P4L2. Distributed File Systems Flashcards
What is the upload/download model?
Examples?
Pros/Cons?
Client downloads a file from the server, performs updates on it locally, then uploads the file.
Example: FTP, SVN
Pros
+ local reads/writes at client
Cons
- entire file download/updload even for small accesses
- server gives up control
What is the true remote file access model?
Every access to remote file goes to the server, nothing done locally
Pros
+ file access centrilized, easy to reason about consistency, multiple clients can’t overwrite a file at the same time
Cons
- every file operation pays a network latency cost (even reading only since client cannot cache file)
- limits server scalability b/c everything has to go through server
What is a stateless file server?
Pros/Cons?
Stateless means the sever doesn’t keep any information (e.g., which clients access which files, how many clients there are, etc). Every request has to be self-contained (include everything it needs to do its work like file name, offset, data).
Pros
+ no resources used on the server side to maitain state (CPU/MM)
+ resilient: on failure, just restart
Cons
- cannot support caching and consistency management (we need state to do this)
- every request self-contained => more bits transferred to describe request
What is a stateful file server?
Pros/Cons?
A server that keeps state needed to track what is cached/accessed (e.g., who had portions of the file cache, who has written to a file, etc)
Pros
+ can support locking, caching, incremental operations
Cons
- need checkpointing and recovery mechanisms to handle failure
- overheads to maintain state and consistncy => depends on caching mechanism and consistency protocol
What is caching state in a DFS?
Clients can locally maintain a portion of state (e.g., file blocks).
Clients can locally perform operations on cached state (e.g., open/read/write)
A coherence mechanism is require to keep the cached portions of files consistent with the server representation.
What is “UNIX semantics”?
Every write is visible immediately
What is “session semantics”?
- write-back on close(), update on open()
- easy to reason about, but may be insufficient
What is “periodic updates”?
- client writes-back periodically => clients have a “lease” on how long they can used the cached data (not exclusive necessarily)

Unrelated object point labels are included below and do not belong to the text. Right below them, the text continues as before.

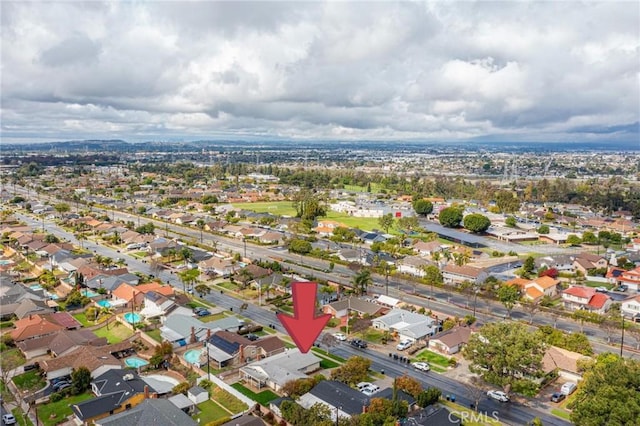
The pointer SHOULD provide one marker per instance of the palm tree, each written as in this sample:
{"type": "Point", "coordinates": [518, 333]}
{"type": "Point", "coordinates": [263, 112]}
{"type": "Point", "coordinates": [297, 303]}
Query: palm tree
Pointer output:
{"type": "Point", "coordinates": [362, 280]}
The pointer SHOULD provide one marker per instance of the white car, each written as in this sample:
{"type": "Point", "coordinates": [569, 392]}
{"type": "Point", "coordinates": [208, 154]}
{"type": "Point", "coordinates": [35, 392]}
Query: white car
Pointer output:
{"type": "Point", "coordinates": [8, 419]}
{"type": "Point", "coordinates": [404, 345]}
{"type": "Point", "coordinates": [422, 366]}
{"type": "Point", "coordinates": [498, 396]}
{"type": "Point", "coordinates": [340, 336]}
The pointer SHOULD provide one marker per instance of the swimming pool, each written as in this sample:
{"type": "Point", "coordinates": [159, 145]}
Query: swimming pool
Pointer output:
{"type": "Point", "coordinates": [89, 293]}
{"type": "Point", "coordinates": [192, 356]}
{"type": "Point", "coordinates": [135, 362]}
{"type": "Point", "coordinates": [131, 318]}
{"type": "Point", "coordinates": [103, 303]}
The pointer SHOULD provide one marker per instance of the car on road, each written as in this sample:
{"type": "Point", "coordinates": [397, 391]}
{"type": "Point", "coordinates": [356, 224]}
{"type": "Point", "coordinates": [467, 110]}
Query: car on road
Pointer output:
{"type": "Point", "coordinates": [422, 366]}
{"type": "Point", "coordinates": [404, 344]}
{"type": "Point", "coordinates": [498, 396]}
{"type": "Point", "coordinates": [359, 343]}
{"type": "Point", "coordinates": [340, 336]}
{"type": "Point", "coordinates": [8, 419]}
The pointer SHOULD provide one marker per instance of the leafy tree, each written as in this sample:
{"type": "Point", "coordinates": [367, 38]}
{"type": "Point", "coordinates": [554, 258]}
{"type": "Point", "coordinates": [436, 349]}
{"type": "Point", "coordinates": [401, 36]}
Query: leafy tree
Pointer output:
{"type": "Point", "coordinates": [609, 393]}
{"type": "Point", "coordinates": [543, 229]}
{"type": "Point", "coordinates": [508, 295]}
{"type": "Point", "coordinates": [423, 207]}
{"type": "Point", "coordinates": [354, 370]}
{"type": "Point", "coordinates": [450, 217]}
{"type": "Point", "coordinates": [409, 385]}
{"type": "Point", "coordinates": [80, 380]}
{"type": "Point", "coordinates": [300, 246]}
{"type": "Point", "coordinates": [386, 222]}
{"type": "Point", "coordinates": [476, 223]}
{"type": "Point", "coordinates": [506, 354]}
{"type": "Point", "coordinates": [573, 240]}
{"type": "Point", "coordinates": [362, 280]}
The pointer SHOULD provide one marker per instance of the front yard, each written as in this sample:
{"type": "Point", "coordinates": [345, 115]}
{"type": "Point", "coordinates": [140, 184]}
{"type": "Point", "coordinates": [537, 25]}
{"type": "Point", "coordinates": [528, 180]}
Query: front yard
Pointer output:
{"type": "Point", "coordinates": [115, 332]}
{"type": "Point", "coordinates": [55, 412]}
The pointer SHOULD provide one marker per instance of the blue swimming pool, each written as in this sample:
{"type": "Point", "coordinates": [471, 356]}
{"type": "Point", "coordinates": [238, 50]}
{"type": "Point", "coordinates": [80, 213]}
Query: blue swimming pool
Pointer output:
{"type": "Point", "coordinates": [103, 303]}
{"type": "Point", "coordinates": [131, 318]}
{"type": "Point", "coordinates": [192, 356]}
{"type": "Point", "coordinates": [135, 362]}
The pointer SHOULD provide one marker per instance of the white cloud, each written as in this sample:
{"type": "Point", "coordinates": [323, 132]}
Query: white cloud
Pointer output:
{"type": "Point", "coordinates": [431, 70]}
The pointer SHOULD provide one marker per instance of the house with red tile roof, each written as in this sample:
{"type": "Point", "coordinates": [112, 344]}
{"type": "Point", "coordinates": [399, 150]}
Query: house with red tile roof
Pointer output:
{"type": "Point", "coordinates": [587, 298]}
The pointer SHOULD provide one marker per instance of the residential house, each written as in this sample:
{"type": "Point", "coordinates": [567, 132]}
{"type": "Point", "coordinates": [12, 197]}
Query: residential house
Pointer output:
{"type": "Point", "coordinates": [350, 305]}
{"type": "Point", "coordinates": [630, 308]}
{"type": "Point", "coordinates": [96, 359]}
{"type": "Point", "coordinates": [451, 341]}
{"type": "Point", "coordinates": [406, 324]}
{"type": "Point", "coordinates": [414, 265]}
{"type": "Point", "coordinates": [160, 412]}
{"type": "Point", "coordinates": [342, 400]}
{"type": "Point", "coordinates": [115, 391]}
{"type": "Point", "coordinates": [276, 370]}
{"type": "Point", "coordinates": [580, 297]}
{"type": "Point", "coordinates": [454, 274]}
{"type": "Point", "coordinates": [215, 265]}
{"type": "Point", "coordinates": [564, 362]}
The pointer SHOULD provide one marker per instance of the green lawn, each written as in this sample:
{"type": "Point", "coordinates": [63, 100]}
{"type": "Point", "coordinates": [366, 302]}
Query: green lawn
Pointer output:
{"type": "Point", "coordinates": [30, 381]}
{"type": "Point", "coordinates": [263, 398]}
{"type": "Point", "coordinates": [210, 412]}
{"type": "Point", "coordinates": [563, 414]}
{"type": "Point", "coordinates": [55, 412]}
{"type": "Point", "coordinates": [325, 363]}
{"type": "Point", "coordinates": [227, 400]}
{"type": "Point", "coordinates": [282, 208]}
{"type": "Point", "coordinates": [115, 334]}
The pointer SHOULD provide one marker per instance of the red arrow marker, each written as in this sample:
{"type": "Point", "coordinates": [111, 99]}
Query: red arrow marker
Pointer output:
{"type": "Point", "coordinates": [304, 327]}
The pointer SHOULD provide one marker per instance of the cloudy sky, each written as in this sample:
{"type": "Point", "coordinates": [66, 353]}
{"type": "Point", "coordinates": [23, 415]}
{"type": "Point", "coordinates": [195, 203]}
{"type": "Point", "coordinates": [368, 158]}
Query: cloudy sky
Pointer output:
{"type": "Point", "coordinates": [454, 70]}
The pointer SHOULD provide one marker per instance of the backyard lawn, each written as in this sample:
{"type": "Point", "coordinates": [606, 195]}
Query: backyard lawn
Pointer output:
{"type": "Point", "coordinates": [263, 398]}
{"type": "Point", "coordinates": [55, 412]}
{"type": "Point", "coordinates": [210, 412]}
{"type": "Point", "coordinates": [30, 381]}
{"type": "Point", "coordinates": [115, 333]}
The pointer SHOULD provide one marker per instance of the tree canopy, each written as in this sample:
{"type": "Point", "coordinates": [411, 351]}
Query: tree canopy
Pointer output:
{"type": "Point", "coordinates": [476, 222]}
{"type": "Point", "coordinates": [450, 217]}
{"type": "Point", "coordinates": [506, 354]}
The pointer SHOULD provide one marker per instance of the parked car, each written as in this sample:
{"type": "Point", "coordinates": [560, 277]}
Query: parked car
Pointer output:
{"type": "Point", "coordinates": [359, 343]}
{"type": "Point", "coordinates": [404, 344]}
{"type": "Point", "coordinates": [568, 388]}
{"type": "Point", "coordinates": [8, 419]}
{"type": "Point", "coordinates": [340, 336]}
{"type": "Point", "coordinates": [498, 396]}
{"type": "Point", "coordinates": [422, 366]}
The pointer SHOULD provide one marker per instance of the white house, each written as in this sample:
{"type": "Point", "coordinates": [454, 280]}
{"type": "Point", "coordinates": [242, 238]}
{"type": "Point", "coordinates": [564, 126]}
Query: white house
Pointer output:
{"type": "Point", "coordinates": [408, 325]}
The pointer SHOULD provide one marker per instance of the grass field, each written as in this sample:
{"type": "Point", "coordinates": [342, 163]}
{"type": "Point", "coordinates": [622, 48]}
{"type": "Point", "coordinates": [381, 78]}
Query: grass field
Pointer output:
{"type": "Point", "coordinates": [263, 398]}
{"type": "Point", "coordinates": [115, 334]}
{"type": "Point", "coordinates": [210, 412]}
{"type": "Point", "coordinates": [55, 412]}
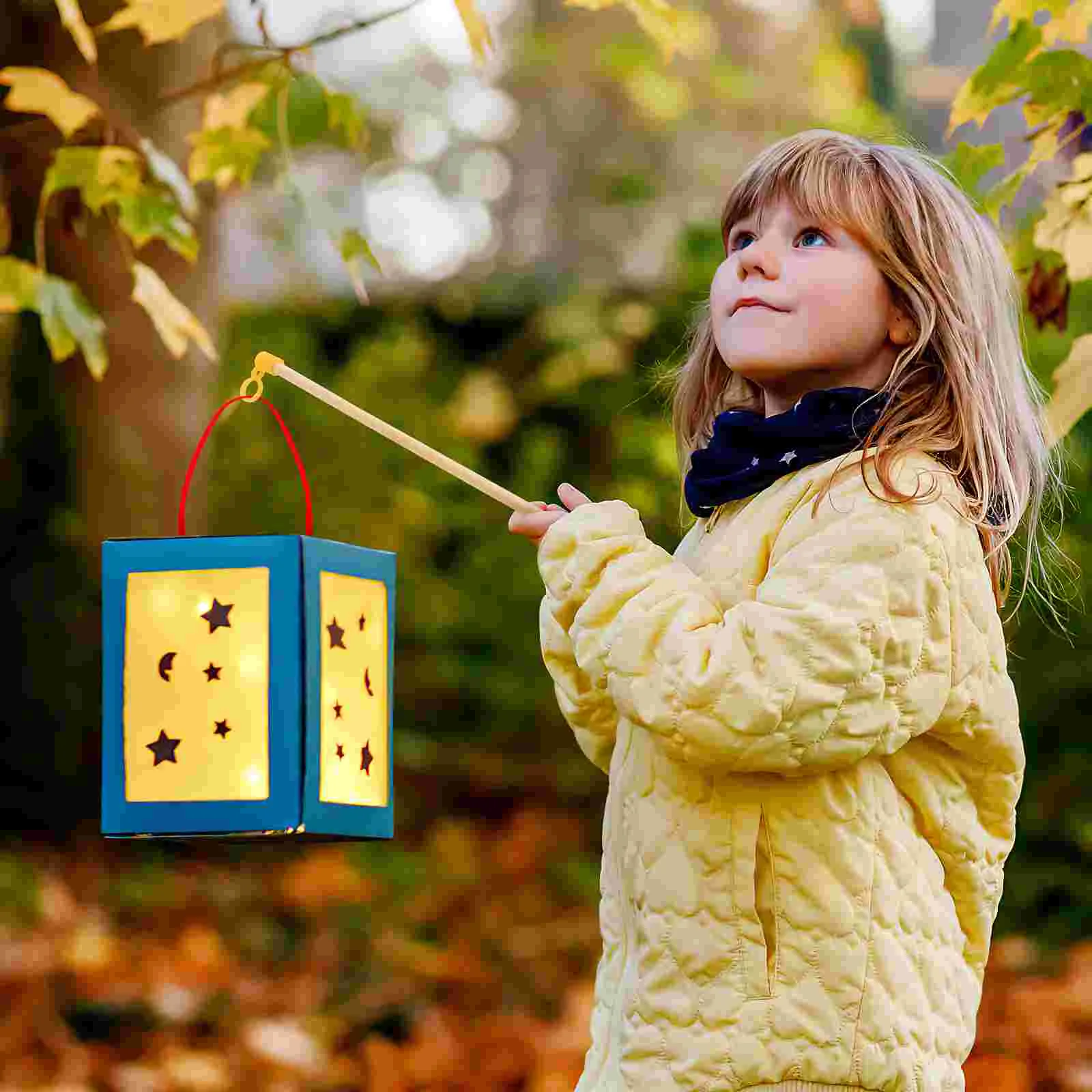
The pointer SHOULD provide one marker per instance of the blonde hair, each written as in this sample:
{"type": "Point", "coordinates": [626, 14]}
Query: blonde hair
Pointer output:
{"type": "Point", "coordinates": [966, 394]}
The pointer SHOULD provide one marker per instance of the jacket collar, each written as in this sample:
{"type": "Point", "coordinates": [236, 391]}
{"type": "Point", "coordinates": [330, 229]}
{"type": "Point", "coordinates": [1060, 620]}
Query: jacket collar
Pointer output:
{"type": "Point", "coordinates": [749, 452]}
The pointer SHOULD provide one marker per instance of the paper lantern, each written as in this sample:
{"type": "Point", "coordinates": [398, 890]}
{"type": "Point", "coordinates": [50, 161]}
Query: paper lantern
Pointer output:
{"type": "Point", "coordinates": [247, 684]}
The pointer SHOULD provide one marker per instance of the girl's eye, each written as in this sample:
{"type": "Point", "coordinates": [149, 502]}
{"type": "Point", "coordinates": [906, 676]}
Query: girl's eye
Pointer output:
{"type": "Point", "coordinates": [734, 245]}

- server invalidates periodically => provides bounds on inconsistency. easier to correct conflicts b/c they are fewer & smaller
- augment with flush()/sync() API
What is “immutable files”?
- never modify, new files created
What is replication?
Pros/Cons?
Each machine holds all files
Pros
+ load balancing
+ availability
+ fault tolerance
Cons
- writes become more complex (sychnronously write to all, or write to one then propagate to others)
- replicas must be reconsiled (e.g., voting)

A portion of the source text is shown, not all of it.